Pulse should be federally recognized national memorial, congressional reps say


ORLANDO, Fla. — U.S. Reps. Stephanie Murphy and Darren Soto are calling for the Pulse nightclub site to be a federally recognized national memorial, they announced Monday morning.


“Our efforts to designate the Pulse Nightclub a National Memorial site honors the lives of the 49 victims and survivors, and ensures no one ever forgets this tragedy,” said Soto, D-Kissimmee. “The memorial will serve as a reminder of the remarkable way our community came together to heal and overcome hate.”


Without the protection, Soto warned, the site could be allowed to deteriorate or be vandalized.


“We recognize the need to preserve LGBTQ historic sites, because of cases like the Matthew Shepard Memorial which have been deliberately destroyed over time without these protections,” he said.


Murphy, D- Winter Park, is joining Soto to introduce legislation that would give the future memorial the federal designation.


— Orlando Sentinel

25 civilians killed by Syrian government airstrikes in Idlib


BEIRUT — At least 25 civilians were killed Monday in intensified Syrian government airstrikes on rebel-held areas in Idlib province, a rescue team and a monitoring group said.


The White Helmets, rescue teams that work only in rebel-held areas, told dpa that airstrikes late Monday targeted the village of Jabla, killing at least 12 civilians.
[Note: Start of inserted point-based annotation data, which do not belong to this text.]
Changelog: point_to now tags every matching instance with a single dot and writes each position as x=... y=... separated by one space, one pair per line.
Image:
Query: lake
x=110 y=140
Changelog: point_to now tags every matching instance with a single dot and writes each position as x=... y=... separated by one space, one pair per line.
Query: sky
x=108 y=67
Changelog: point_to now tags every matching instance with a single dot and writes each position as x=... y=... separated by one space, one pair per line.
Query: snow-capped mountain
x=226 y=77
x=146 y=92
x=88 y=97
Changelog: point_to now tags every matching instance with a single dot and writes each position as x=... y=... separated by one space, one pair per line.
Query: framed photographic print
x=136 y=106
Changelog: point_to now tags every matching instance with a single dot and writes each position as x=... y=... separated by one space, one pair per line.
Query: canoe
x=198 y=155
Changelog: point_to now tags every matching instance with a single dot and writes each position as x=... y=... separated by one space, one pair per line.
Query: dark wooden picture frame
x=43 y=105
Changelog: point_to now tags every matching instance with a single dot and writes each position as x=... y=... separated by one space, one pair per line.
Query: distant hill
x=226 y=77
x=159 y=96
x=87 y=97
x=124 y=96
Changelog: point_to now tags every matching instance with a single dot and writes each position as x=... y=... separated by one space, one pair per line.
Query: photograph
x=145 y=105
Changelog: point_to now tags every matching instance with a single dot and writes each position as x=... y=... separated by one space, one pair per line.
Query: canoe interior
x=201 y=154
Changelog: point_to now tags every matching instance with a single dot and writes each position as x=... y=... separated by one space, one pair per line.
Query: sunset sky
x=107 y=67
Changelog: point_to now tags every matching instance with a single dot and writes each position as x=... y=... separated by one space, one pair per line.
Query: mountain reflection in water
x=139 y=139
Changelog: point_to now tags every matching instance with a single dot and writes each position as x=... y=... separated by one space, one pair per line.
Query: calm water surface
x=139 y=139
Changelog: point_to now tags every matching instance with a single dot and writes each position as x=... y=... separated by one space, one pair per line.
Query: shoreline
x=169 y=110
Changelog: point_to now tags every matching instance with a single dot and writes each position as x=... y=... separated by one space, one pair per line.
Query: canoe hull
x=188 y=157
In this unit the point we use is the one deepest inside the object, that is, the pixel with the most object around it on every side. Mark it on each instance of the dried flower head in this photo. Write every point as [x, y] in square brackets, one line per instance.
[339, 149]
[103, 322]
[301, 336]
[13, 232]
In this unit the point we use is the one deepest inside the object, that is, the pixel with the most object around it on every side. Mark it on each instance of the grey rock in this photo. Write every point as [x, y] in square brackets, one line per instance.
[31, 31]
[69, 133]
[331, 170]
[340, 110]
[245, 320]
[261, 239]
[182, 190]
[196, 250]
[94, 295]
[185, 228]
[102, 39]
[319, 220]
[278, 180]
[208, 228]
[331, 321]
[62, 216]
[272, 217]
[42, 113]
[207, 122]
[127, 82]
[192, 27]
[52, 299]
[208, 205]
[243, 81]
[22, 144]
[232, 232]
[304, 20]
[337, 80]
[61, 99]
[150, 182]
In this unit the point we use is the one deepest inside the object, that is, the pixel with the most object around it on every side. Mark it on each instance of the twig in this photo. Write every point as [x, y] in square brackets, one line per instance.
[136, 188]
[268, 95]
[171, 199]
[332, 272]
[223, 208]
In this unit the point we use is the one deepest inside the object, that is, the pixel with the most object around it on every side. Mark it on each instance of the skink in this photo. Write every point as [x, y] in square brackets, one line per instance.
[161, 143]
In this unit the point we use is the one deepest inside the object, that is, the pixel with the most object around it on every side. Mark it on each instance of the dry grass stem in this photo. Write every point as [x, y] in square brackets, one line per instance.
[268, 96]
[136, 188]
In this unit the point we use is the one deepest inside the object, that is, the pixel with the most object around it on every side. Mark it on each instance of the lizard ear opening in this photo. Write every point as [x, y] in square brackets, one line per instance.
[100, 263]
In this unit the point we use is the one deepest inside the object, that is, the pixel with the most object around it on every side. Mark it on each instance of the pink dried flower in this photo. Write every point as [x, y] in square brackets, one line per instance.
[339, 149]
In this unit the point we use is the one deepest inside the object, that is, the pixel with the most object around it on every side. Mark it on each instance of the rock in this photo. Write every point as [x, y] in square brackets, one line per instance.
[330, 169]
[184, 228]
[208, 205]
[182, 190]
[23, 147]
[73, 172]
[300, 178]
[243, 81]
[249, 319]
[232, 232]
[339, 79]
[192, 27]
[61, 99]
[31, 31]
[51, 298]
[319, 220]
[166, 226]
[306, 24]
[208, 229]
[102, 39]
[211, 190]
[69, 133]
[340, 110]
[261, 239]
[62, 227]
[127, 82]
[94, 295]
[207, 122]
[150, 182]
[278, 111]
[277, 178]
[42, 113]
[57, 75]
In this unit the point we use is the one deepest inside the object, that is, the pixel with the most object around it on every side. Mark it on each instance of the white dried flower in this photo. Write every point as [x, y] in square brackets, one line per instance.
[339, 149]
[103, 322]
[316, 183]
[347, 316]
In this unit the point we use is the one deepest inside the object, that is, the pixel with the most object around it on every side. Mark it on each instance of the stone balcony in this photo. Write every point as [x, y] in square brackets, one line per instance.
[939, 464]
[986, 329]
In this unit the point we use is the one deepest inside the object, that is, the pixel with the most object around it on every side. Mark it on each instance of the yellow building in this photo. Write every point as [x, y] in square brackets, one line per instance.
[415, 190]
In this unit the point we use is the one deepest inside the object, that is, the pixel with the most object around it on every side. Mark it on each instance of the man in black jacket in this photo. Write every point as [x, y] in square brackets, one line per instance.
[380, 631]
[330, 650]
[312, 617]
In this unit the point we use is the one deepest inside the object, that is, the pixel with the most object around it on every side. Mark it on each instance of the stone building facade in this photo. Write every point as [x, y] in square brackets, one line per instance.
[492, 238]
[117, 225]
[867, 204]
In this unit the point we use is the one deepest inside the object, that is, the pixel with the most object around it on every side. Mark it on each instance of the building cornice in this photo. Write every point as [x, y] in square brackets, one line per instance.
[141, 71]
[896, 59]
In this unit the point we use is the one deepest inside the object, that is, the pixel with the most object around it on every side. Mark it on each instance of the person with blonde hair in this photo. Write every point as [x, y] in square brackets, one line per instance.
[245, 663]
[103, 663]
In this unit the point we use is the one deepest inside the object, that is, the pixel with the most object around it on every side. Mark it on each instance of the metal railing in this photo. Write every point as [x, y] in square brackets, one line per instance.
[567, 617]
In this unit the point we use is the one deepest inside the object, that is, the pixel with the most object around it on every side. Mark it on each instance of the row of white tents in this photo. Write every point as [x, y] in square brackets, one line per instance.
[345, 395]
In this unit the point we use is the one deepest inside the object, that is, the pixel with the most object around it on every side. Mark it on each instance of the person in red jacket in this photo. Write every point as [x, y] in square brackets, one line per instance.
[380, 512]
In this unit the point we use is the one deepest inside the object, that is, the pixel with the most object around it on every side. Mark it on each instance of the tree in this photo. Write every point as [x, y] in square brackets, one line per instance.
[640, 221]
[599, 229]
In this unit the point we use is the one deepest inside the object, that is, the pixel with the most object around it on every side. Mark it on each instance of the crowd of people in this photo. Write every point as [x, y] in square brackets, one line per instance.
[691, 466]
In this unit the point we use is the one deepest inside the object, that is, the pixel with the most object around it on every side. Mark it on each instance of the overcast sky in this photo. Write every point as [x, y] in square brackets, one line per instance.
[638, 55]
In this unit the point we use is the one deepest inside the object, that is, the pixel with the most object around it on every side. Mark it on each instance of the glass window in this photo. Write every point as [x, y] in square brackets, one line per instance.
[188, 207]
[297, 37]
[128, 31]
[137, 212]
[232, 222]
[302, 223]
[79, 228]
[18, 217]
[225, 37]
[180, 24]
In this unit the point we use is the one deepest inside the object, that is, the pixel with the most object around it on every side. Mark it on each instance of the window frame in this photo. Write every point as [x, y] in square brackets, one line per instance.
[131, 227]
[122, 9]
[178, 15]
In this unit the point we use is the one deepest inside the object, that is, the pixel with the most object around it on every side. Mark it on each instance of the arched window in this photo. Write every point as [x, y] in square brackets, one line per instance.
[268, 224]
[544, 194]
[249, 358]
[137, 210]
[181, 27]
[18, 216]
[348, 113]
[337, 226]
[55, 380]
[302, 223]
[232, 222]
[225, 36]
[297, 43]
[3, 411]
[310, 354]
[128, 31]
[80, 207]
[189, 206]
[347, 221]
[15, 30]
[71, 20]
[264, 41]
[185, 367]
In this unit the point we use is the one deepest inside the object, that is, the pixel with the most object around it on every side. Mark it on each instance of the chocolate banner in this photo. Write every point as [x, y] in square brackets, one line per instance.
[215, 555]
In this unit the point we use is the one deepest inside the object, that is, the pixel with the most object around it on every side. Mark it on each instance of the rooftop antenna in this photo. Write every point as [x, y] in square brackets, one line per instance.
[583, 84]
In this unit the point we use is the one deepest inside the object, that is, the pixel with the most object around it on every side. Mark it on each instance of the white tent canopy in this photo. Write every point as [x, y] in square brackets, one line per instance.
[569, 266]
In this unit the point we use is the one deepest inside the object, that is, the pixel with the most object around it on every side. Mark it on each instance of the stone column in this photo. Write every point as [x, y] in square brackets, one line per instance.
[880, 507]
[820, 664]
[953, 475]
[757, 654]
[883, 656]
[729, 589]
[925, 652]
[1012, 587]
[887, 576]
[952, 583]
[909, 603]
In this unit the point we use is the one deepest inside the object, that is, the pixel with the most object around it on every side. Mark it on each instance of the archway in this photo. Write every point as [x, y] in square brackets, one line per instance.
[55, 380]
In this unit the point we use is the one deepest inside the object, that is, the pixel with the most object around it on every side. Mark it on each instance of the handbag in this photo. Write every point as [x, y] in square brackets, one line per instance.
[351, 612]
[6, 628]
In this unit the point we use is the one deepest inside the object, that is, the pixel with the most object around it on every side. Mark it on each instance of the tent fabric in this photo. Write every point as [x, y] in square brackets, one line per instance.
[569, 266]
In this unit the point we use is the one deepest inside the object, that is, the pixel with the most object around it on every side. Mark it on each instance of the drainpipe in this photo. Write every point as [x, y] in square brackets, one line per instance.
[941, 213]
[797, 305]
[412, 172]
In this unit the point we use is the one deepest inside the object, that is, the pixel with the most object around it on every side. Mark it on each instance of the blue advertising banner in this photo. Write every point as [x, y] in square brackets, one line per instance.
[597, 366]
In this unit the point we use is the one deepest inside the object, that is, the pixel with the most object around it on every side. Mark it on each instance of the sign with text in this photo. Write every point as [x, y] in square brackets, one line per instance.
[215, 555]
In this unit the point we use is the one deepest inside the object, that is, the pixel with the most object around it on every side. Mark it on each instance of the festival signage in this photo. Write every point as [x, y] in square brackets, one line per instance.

Many others were still covered by rubble, the rescuers said.


Activists in Idlib posted graphic photos of bodies scattered on a street inside the village of Jabla.


Meanwhile, the Britain-based Syrian Observatory for Human rights said the number of people killed in earlier airstrikes on the city of Khan Sheikoun had risen to 13.


Ahmed Sheikho, head of the White Helmets in Idlib, said that 24 people were wounded, among them children, when government strikes hit the city’s center.